Answering the #FridayFive today is Simon Armstrong, Senior Publicity Manager at HarperNonFiction, HarperCollins UK.

 

Tell us a bit about your job?

In a nutshell, my job is to secure authors (and their books) coverage across the media – from newspaper reviews, to TV appearances, to podcast interviews – and appearances at a variety of events – launch parties, to bookshop signings, to literary festivals. However, the groundwork to achieve this can encompass everything from budget management, to copywriting, to logistics planning, and pretty much everything in-between.

 

What are the key ingredients for success?

I like to think of publicity as a game of educated luck, where it’s the publicist’s job to load the dice as much as possible and create as many opportunities as needed to roll. You can never force the media to cover a book, or a festival to book an author, however what you can do is pitch to the right people, in the right way, at the right time. You can’t trick a reviewer into loving a book but you can manoeuvre it on to their TBR pile. It may sound defeatist, but I would have probably lost my mind long ago as PR if I hadn’t accepted that luck often was the tipping factor between a good campaign and a great campaign.

 

Could you describe a normal day?

If there’s one thing that PR lacks, it’s a ‘normal day.’ I can be travelling around the UK on a book tour one week, lurking around ITV the next, holding back excited fans in a signing queue at Waterstones Piccadilly one day, pouring drinks at a lunch-party the next. This being said, it’s not all that glamourous. You could equally find me trying (and failing) to code an invoice, ringing up numerous local taxi companies, desperately trying to track down a lost parcel or rewriting the same sentence in a press release twenty times in despair. There really is no normal day.

 

For those trying to break into the industry, could you explain how you got to where you are today?

I was incredibly lucky and was kept on after a work experience stint, when the publisher suddenly found themselves in desperate need of an admin assistant. However, what I would say is that I didn’t have a degree in publishing, family in London nor a plethora of book(ish) experience.

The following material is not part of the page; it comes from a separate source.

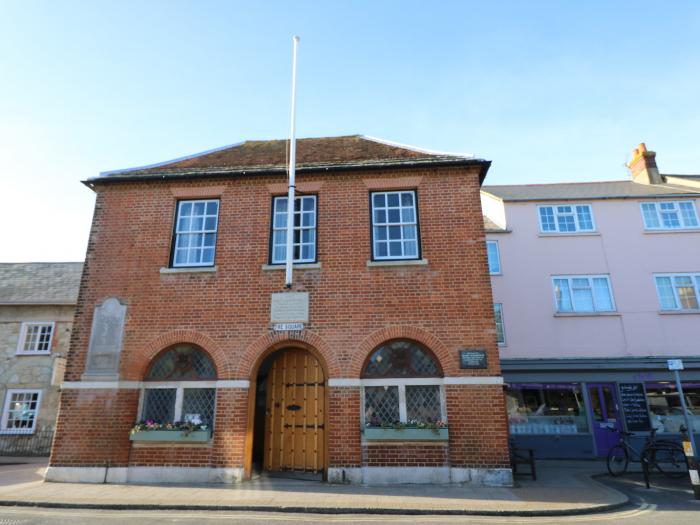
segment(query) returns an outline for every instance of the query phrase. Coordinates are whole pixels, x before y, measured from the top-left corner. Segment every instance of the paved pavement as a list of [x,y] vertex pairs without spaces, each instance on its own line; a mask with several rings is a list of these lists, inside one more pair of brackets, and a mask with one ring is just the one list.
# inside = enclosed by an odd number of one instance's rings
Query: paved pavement
[[[554,515],[601,512],[628,501],[622,492],[591,479],[604,469],[598,462],[541,461],[537,481],[519,477],[512,488],[364,487],[274,478],[233,486],[46,483],[42,481],[44,467],[43,463],[0,466],[0,504],[181,512],[216,508],[328,514]],[[4,524],[0,521],[0,525]]]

What I did have was plenty of experience working in retail and hospitality, and I quickly learned that at assistant level these were of much greater value than I expected. So the lesson I learned was never underestimate the skills any job gives you, and don’t feel you need any one type of experience to impress a publisher.

 

What are you reading, watching and listening to right now?

I’m currently the last person alive who is trying to finish A Little Life. I have picked it up and put it down so many times but have finally (or perhaps hopefully) broke the back of it. I most recently watched Del Toro’s reimagining of Pinocchio which I found, in the very best tradition of tales for children, balanced beautifully humour and pathos.

I’m currently gone full circle with podcasts and have now gone back to some of my favourites from the last few years. I’d particularly recommend any interview with Marian Keyes (a true GOAT icon), but especially her Love Story interview with Dolly Alderton.